The afternoon session was moved back to the usual site, Room 6 in the
main building. The sky clouded over from shortly after noon, and crows
cawed incessantly. There was a light above the board, a sixty-watt bulb.
The glare from a hundred watts would have been too much. Faint images
the color of the stones fell across the board. Perhaps in special observance
of this last session, the innkeeper had changed the hangings in the alcove
for twin landscapes by Kawabata Gyokushō.
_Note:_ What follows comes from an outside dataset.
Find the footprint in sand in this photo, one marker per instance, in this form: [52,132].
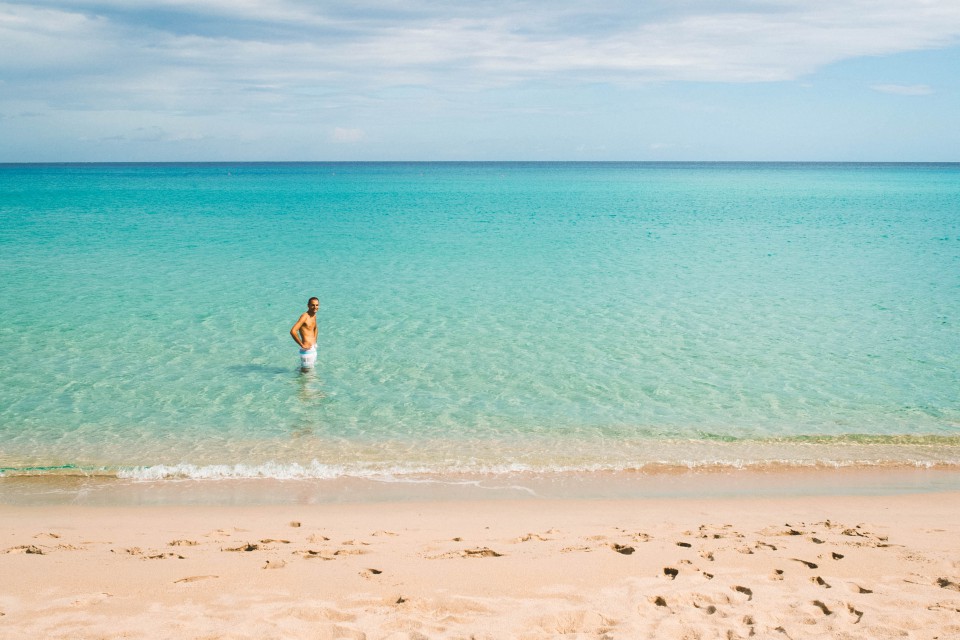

statue of a Buddha on an elephant, and beside that a bowl of carrots,
cucumbers, tomatoes, mushrooms, trefoil parsley, and the like.
The last stages of a grand match, I had heard, were so horrible that one
could scarcely bear to watch. Yet the Master seemed quite unperturbed.
One would not have guessed that he was the loser. A flush came over his
cheeks from about the two hundredth play, and he seemed a trifle pressed
as for the first time he took off his muffler; but his posture remained
impeccable. He was utterly quiet when Otaké made the last play, Black
237.
As the Master filled in a neutral point, Onoda said: “It will be five
points?”
“Yes, five points,” said the Master. Looking up through swollen eyelids,
he made no motion toward rearranging the board. The game had ended at
forty-two minutes past two in the afternoon.